01 Jun 2006
HBS Students Help Rebuild New OrleansTopics:
“The first thought I had when I heard about the destruction left by Katrina was, ‘Let’s do something about it,’ ” says Anthony D’Avella (HBS ’07). “Here was an opportunity to put our classroom knowledge to work.”
Last January, D’Avella and 56 other MBA students did just that when they traveled to New Orleans with the HBS Hurricane Relief Trek. Some students worked with Mayor Ray Nagin’s Bring New Orleans Back Commission, brainstorming economic development strategies. Others helped rebuild homes, secure bridge loans to businesses and individuals, assess public education reform needs, and assemble different aspects of the city’s recovery plan into a report to be submitted to President George W. Bush (MBA ’75).
The trip inspired an ongoing effort that has sent some students back to New Orleans. Brendan Kennealey (MBA ’06) returned during spring break to help create an economic redevelopment plan for the Broadmoor neighborhood, which was badly flooded when the levees gave way. He says he and his classmates are also trying to find investors for a venture-capital fund that would help existing businesses rebuild and support start-ups. The fund would help restart the hard-hit New Orleans business community.

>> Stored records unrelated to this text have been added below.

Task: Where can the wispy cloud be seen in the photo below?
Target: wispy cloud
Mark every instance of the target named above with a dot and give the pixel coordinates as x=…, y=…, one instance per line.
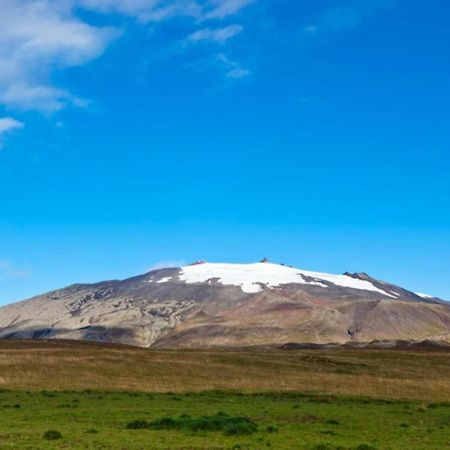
x=7, y=125
x=346, y=15
x=36, y=38
x=219, y=9
x=218, y=35
x=39, y=37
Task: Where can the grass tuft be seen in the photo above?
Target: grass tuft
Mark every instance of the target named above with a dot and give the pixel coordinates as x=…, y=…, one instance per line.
x=52, y=435
x=219, y=422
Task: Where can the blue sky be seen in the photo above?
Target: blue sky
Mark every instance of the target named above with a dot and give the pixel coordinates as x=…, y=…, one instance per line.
x=140, y=133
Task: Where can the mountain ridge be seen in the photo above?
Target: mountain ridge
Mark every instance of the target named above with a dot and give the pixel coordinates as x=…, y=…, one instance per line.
x=228, y=305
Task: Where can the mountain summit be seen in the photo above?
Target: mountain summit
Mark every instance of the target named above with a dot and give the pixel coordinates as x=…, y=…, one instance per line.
x=218, y=304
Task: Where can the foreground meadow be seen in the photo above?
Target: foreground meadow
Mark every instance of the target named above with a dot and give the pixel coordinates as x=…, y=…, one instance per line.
x=217, y=420
x=63, y=395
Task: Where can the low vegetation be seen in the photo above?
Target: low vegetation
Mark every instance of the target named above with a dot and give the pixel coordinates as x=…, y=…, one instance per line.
x=52, y=365
x=82, y=396
x=219, y=420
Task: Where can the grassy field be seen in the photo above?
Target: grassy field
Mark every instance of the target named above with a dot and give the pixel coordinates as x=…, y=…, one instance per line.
x=97, y=420
x=61, y=395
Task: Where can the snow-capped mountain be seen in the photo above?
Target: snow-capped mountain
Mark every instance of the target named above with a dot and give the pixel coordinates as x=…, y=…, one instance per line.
x=208, y=304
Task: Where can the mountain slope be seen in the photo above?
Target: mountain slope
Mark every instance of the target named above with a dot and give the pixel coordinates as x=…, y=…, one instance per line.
x=206, y=304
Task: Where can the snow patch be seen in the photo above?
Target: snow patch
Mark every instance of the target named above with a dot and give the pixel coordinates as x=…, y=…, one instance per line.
x=251, y=277
x=420, y=294
x=164, y=280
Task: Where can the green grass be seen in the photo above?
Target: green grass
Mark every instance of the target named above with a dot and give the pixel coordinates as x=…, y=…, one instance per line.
x=218, y=420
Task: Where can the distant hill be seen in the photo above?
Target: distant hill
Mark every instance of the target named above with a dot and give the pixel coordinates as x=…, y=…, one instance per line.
x=231, y=305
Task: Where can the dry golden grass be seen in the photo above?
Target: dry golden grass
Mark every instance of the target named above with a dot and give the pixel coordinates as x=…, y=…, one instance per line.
x=57, y=365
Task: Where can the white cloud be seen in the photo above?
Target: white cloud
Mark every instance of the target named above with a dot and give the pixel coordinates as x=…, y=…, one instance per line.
x=219, y=9
x=218, y=35
x=8, y=124
x=39, y=37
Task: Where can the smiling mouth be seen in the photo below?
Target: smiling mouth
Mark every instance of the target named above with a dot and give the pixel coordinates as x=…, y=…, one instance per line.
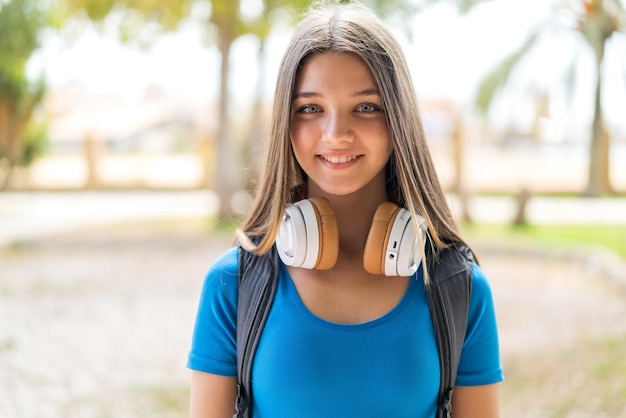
x=339, y=160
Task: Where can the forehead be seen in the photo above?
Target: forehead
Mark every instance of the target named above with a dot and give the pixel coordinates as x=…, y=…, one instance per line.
x=334, y=71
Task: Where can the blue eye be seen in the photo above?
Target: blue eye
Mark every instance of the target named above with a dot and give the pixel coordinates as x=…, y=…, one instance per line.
x=309, y=109
x=367, y=108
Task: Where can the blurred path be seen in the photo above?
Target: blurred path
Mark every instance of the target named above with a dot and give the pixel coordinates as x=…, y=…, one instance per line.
x=31, y=215
x=25, y=216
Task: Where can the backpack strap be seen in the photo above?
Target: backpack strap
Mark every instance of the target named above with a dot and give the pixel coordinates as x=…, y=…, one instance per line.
x=449, y=297
x=258, y=280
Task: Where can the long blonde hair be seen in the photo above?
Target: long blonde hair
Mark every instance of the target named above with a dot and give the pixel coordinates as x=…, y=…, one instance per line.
x=412, y=181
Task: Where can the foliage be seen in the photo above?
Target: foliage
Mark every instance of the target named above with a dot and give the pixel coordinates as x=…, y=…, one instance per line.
x=573, y=237
x=20, y=23
x=594, y=22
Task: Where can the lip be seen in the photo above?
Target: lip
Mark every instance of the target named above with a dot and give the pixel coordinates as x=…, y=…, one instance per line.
x=339, y=160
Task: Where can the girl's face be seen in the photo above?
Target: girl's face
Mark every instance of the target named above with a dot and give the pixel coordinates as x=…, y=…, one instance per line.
x=338, y=125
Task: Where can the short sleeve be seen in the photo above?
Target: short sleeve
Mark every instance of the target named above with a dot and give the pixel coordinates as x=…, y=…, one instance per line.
x=214, y=343
x=480, y=359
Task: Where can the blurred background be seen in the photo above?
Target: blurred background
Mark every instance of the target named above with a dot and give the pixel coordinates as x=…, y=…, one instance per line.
x=132, y=133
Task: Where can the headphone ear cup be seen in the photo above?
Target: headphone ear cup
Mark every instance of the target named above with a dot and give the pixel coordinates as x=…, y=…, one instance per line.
x=328, y=250
x=392, y=245
x=377, y=238
x=308, y=235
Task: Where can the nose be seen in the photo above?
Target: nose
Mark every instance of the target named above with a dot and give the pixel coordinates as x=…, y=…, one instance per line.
x=337, y=129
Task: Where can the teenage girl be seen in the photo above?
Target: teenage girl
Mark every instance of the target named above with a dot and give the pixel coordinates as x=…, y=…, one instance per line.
x=342, y=339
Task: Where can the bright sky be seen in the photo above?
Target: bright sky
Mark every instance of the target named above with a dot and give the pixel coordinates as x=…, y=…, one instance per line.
x=448, y=56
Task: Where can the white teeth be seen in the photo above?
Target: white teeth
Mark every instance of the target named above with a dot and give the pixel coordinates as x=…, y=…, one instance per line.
x=338, y=160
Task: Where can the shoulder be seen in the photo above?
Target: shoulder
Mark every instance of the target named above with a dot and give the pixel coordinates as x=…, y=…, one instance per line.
x=222, y=277
x=480, y=283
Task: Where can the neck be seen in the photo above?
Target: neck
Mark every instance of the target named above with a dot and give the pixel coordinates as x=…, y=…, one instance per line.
x=354, y=213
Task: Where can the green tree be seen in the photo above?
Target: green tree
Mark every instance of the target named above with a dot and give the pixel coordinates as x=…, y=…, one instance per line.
x=226, y=23
x=20, y=24
x=595, y=23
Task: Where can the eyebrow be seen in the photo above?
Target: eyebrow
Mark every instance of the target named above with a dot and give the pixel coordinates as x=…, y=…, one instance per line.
x=307, y=94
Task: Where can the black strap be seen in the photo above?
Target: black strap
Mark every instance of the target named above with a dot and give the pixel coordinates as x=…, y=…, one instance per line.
x=258, y=278
x=448, y=299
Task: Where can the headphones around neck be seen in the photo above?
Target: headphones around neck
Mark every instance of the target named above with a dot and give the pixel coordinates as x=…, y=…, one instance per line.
x=309, y=238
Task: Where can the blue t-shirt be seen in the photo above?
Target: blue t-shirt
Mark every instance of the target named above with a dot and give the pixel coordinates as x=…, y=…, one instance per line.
x=309, y=367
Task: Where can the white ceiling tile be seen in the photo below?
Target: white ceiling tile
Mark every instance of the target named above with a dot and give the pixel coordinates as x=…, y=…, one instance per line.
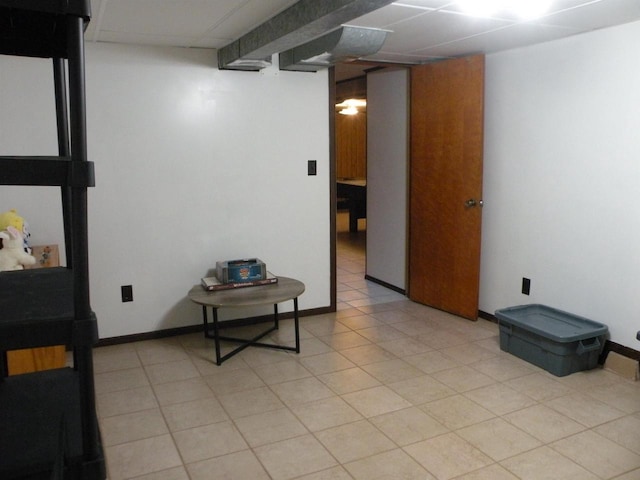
x=425, y=3
x=387, y=16
x=165, y=17
x=434, y=29
x=420, y=30
x=497, y=40
x=594, y=15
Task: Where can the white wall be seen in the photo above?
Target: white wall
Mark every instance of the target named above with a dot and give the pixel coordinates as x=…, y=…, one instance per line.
x=193, y=165
x=562, y=177
x=387, y=146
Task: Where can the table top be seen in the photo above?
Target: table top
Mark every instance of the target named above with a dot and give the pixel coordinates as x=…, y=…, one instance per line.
x=285, y=289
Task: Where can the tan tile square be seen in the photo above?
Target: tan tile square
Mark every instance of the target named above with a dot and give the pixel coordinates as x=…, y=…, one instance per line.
x=171, y=372
x=376, y=401
x=392, y=464
x=312, y=346
x=326, y=363
x=366, y=354
x=463, y=379
x=354, y=441
x=503, y=368
x=334, y=473
x=448, y=456
x=166, y=350
x=125, y=401
x=205, y=361
x=415, y=327
x=281, y=372
x=467, y=354
x=439, y=339
x=381, y=333
x=392, y=370
x=408, y=426
x=250, y=402
x=350, y=380
x=239, y=466
x=431, y=362
x=584, y=409
x=544, y=423
x=231, y=381
x=270, y=427
x=587, y=380
x=624, y=396
x=492, y=472
x=294, y=457
x=115, y=357
x=120, y=380
x=498, y=439
x=421, y=389
x=457, y=412
x=344, y=340
x=356, y=322
x=209, y=441
x=630, y=475
x=256, y=357
x=545, y=464
x=597, y=454
x=322, y=326
x=539, y=386
x=491, y=343
x=132, y=426
x=177, y=473
x=393, y=316
x=326, y=413
x=180, y=416
x=301, y=391
x=404, y=347
x=500, y=399
x=182, y=391
x=141, y=457
x=624, y=431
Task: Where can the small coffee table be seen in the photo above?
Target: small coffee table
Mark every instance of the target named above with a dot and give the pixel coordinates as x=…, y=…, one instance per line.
x=286, y=289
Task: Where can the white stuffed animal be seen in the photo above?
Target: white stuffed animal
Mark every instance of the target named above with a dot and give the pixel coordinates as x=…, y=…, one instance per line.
x=12, y=254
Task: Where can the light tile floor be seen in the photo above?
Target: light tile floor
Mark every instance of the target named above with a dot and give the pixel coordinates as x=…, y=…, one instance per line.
x=383, y=389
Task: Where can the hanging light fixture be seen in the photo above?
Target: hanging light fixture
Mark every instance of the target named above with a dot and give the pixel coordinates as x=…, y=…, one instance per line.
x=525, y=9
x=350, y=106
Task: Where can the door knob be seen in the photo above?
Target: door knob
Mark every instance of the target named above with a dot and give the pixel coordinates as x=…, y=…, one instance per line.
x=472, y=202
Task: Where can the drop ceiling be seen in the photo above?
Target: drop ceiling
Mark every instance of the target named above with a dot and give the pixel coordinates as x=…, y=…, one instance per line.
x=419, y=30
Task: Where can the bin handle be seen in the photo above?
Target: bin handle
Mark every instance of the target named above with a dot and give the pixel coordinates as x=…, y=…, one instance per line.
x=582, y=348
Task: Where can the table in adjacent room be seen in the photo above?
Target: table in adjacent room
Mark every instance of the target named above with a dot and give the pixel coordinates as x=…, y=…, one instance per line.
x=285, y=289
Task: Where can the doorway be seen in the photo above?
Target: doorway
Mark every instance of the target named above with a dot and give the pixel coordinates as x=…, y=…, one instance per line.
x=356, y=201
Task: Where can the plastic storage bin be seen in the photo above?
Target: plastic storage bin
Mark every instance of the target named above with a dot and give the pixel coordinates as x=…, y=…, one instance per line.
x=559, y=342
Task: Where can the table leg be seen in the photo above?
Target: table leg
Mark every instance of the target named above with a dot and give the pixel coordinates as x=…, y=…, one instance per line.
x=276, y=322
x=205, y=322
x=295, y=322
x=216, y=334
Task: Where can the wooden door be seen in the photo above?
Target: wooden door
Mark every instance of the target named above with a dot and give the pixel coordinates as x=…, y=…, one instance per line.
x=445, y=181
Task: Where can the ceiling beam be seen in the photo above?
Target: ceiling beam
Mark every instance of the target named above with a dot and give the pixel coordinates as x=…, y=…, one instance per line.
x=298, y=24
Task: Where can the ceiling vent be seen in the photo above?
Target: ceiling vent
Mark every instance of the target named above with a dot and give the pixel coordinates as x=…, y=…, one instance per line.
x=300, y=23
x=343, y=45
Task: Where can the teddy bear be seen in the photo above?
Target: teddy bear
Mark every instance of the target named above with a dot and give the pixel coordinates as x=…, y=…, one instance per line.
x=10, y=218
x=12, y=254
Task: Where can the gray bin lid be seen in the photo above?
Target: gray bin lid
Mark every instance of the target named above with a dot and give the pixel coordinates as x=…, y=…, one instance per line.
x=551, y=323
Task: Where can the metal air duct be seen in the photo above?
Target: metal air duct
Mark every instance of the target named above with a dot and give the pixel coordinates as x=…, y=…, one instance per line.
x=343, y=45
x=296, y=25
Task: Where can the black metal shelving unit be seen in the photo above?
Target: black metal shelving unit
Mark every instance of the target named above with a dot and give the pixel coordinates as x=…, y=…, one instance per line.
x=48, y=425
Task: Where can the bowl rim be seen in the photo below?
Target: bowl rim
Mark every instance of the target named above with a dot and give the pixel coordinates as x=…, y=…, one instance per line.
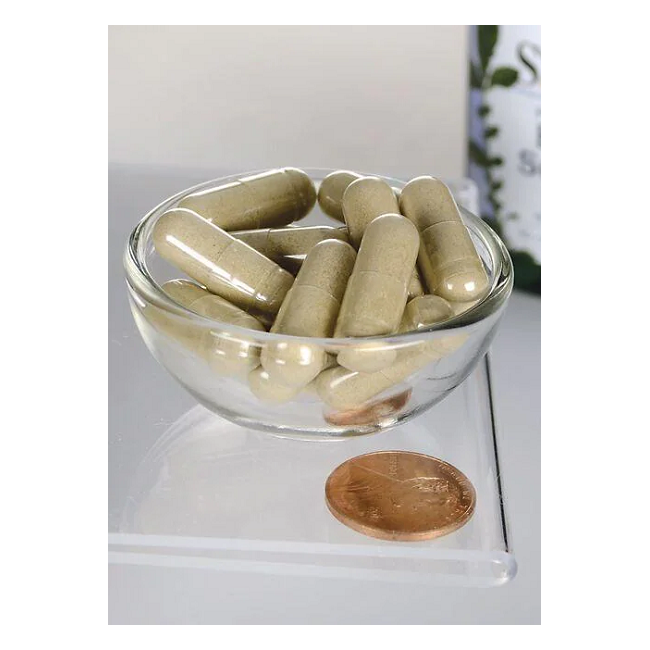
x=143, y=286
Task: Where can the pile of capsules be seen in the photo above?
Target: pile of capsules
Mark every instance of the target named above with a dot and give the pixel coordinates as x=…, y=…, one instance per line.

Several faculty also made the trip to New Orleans, including Professor Herman (“Dutch”) Leonard, whose work on crisis management led him to study businesses that rebounded quickly after the hurricane. One product of his research will be a library of cases for use by communities coping with future disasters.
“The idea is that we’d be able to fly in and talk to local business leaders and say, ‘These are some things that folks in New Orleans found useful and that you might find useful as well,’ ” he explains.
HBS professor David Thomas, senior associate dean, Director of Faculty Recruiting, also joined the trek. He hopes that similar opportunities for students to get experience with real-world problems become a regular part of the HBS experience. “I would love to see four or five treks each year where students go and investigate some kind of central challenge to the broader society,” Thomas says. “How about a trek to the Sudan, or a trek to look at public education in places where school systems face major challenges?”
D’Avella adds that the work in New Orleans has allowed him and his classmates to learn about leadership by doing in addition to discussing cases in the classroom. “It gives us an opportunity to really put the HBS mission statement to work and take a leadership role by looking at how to leverage our expertise in a socially relevant way,” he says. “To have students mobilize and try to effect change and get crucial support from the administration and faculty says so much about the School.”